スッキはその手助けをするべく,珠子という日本人のメイドになりすまして"伯爵"より一足先に上月の豪邸に送り込まれる。

その豪邸はすごく広いのだが古く,日光を極力入れない決まりになっている暗い家だった。

上月の所有する莫大な量の本の保存のためである。

そんな暗い豪邸の中で世間を知らずに育った令嬢の秀子(キム・ミニ)は,叔父のために本の朗読をするしかない退屈な毎日を送っていた。

この豪邸というのが…凄かった。

日本,朝鮮,西洋ごた混ぜで,何ともいえない建築様式。

退廃的な雰囲気で,江戸川 乱歩の小説にでも出てきそうな感じ。

大きな図書館みたいな広間の畳を剥がすと池が出てきたり,庭園が現れたり,仕掛け扉,生きてるみたいな蛇のオブジェ…地下室に続く隠し出入口なんかもあったり。

演じているのは韓国の俳優・女優さんなんだけど,流暢ではあってもどこかぎこちない日本語にまず頭がくらくらする(笑)。

豪邸の中ではずっとみんな日本語で映画が進行するのかと思いきや,いきなり韓国語になったり。

まあ,観ているうちにあんまり気にならなくなったけど。

陰鬱だけど艶めかしい映像にひたすら釘付けだったもんでね。

珠子は秀子に気に入られるように仕え,いつもそばにつき従う。

但し,秀子が叔父のために朗読をする間は別だった。

「終わる時間きっかりに迎えに来てね」と言われ,その部屋にだけは入ることを許されないのだった。

だが,ずっと寂しくて退屈だった秀子は,珠子に少しずつ心を許していく。

すっかり仲良くなり『お嬢様ごっこ』をしましょう,と秀子が珠子にドレスを着せるシーンがあるのだが,これがキャッキャ・ウフフと楽しそう(笑)。

秀子が下着姿の珠子のコルセットをぎゅうぎゅう締めて悲鳴を上げさせるところとか,入浴中に(なぜ?)棒つきキャンディーを舐める秀子が「尖った歯が当たって痛いの…」と頬を押さえたとき,「見せて」と言って,やすり代わりにした指貫をはめた指を抜き差しして珠子が秀子の歯を削るところなど…

もう,「この2人がただならぬ関係になるんだな」と匂わせる,セクシーなシーンが次々と出てきてドキドキ。

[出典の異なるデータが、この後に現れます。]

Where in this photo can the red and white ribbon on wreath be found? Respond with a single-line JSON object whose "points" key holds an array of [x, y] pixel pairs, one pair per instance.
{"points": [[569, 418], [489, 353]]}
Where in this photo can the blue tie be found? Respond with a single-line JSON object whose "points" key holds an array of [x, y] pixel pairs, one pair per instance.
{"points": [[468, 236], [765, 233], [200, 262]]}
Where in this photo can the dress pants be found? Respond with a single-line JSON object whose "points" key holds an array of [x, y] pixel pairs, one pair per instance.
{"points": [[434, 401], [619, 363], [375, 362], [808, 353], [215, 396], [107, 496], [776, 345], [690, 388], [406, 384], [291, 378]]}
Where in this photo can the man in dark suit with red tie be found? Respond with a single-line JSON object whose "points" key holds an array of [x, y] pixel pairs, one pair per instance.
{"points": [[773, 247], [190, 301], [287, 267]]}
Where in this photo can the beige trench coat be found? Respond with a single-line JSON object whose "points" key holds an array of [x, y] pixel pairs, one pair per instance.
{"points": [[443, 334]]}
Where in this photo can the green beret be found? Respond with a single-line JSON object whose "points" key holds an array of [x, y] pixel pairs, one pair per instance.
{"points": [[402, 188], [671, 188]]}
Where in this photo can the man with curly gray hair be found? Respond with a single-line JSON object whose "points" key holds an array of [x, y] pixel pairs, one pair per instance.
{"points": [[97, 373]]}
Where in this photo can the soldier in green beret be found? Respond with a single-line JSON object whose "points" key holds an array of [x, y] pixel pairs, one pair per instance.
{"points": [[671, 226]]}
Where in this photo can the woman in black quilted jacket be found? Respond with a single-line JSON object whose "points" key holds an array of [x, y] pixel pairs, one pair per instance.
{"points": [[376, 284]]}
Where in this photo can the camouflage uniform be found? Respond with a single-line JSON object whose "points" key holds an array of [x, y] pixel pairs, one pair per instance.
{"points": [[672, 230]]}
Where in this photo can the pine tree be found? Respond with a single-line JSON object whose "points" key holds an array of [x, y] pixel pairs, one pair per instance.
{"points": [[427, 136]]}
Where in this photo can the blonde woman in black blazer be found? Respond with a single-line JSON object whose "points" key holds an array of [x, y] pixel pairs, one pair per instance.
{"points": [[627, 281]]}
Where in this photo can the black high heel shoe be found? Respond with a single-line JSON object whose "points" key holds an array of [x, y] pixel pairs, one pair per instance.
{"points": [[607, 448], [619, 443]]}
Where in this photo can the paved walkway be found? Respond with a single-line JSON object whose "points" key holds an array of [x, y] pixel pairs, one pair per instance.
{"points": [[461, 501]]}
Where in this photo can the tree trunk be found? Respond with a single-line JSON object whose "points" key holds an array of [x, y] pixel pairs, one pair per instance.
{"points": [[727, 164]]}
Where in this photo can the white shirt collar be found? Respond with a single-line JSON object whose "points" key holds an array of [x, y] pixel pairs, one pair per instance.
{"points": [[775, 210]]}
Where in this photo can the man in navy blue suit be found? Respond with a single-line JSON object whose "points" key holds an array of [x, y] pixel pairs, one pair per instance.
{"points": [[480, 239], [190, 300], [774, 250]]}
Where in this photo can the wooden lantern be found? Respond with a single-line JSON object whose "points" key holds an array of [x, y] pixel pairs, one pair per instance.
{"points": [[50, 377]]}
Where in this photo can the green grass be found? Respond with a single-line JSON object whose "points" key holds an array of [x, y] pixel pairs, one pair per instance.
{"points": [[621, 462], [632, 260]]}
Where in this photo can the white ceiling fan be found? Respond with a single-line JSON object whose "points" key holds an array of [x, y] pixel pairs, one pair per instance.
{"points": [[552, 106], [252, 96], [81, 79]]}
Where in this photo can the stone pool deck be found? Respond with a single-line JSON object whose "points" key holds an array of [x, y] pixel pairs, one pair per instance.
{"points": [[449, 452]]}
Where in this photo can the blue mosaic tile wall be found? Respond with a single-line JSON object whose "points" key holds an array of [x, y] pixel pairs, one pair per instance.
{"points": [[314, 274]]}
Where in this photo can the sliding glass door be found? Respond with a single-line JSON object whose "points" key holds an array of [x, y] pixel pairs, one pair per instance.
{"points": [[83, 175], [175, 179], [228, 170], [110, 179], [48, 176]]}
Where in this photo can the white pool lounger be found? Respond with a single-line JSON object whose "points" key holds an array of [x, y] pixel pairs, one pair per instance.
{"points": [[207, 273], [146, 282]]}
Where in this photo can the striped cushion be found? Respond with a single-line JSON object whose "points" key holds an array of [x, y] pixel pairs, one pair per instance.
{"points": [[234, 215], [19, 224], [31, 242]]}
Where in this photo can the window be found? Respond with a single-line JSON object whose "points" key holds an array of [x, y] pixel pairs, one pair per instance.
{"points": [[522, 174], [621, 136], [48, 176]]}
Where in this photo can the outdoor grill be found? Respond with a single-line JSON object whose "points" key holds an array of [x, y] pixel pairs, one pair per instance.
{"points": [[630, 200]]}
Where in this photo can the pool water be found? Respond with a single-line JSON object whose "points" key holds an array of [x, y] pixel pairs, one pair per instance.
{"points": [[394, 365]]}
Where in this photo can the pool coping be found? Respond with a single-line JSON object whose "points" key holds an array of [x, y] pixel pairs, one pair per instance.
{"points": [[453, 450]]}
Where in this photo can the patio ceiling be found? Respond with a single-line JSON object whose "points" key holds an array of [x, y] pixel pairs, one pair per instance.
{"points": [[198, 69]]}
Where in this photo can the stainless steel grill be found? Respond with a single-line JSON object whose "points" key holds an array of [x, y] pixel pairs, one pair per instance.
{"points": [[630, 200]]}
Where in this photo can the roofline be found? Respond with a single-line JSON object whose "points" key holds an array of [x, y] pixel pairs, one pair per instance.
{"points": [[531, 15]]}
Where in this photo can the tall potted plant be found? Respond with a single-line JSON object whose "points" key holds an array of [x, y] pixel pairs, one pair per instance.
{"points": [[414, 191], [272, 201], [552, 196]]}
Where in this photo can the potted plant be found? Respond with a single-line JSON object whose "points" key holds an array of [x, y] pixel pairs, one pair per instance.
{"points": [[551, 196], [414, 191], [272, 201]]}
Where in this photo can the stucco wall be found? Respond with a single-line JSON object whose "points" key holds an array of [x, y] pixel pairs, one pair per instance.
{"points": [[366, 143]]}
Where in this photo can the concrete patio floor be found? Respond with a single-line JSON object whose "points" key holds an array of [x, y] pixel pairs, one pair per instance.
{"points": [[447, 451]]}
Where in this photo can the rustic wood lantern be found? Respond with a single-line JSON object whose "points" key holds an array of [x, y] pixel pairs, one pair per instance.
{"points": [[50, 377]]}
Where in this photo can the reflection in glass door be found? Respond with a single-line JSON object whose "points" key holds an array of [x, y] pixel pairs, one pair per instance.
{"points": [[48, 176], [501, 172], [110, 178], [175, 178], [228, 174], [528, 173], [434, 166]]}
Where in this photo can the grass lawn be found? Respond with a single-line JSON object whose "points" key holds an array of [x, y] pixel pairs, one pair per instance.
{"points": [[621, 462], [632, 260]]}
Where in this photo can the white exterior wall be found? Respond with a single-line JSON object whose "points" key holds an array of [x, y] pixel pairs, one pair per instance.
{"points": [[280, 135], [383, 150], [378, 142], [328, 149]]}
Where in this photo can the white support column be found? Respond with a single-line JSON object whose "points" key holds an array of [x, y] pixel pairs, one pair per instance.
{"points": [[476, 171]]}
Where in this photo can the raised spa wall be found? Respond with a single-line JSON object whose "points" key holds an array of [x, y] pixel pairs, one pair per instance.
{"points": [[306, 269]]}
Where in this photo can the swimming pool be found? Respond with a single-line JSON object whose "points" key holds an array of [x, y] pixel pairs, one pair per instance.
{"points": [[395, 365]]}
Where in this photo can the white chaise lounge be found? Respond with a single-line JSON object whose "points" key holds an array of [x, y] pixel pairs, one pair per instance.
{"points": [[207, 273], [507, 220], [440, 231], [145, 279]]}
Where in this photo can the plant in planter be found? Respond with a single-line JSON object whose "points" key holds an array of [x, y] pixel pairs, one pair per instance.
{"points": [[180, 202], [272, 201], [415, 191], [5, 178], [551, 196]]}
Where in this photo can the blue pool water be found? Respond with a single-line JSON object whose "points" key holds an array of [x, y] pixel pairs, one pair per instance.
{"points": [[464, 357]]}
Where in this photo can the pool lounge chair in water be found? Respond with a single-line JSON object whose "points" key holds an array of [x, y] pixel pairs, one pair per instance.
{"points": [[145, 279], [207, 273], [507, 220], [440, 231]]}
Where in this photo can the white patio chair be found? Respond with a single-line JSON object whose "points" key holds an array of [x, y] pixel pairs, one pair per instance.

悪い夢を見てうなされる癖のある秀子は,子供のようにメイドに添い寝を命じるので,珠子も従う訳なのだが…こう来りゃもお,どうにかなっちゃう展開でしょ。

長身で美人だが儚げな秀子と,小柄で可憐だが目つきの鋭い野性的な珠子…どちらもきれいでとっても魅力的だったよ。

本の装丁のために藤原("伯爵")が屋敷にやって来て,上月との仕事の時間以外は秀子に絵を教えたり一緒に過ごし始めるようになるのだが,珠子は秀子が"伯爵"を好きになりうまい具合に結婚まで話が進むように手助けしなくてはならない。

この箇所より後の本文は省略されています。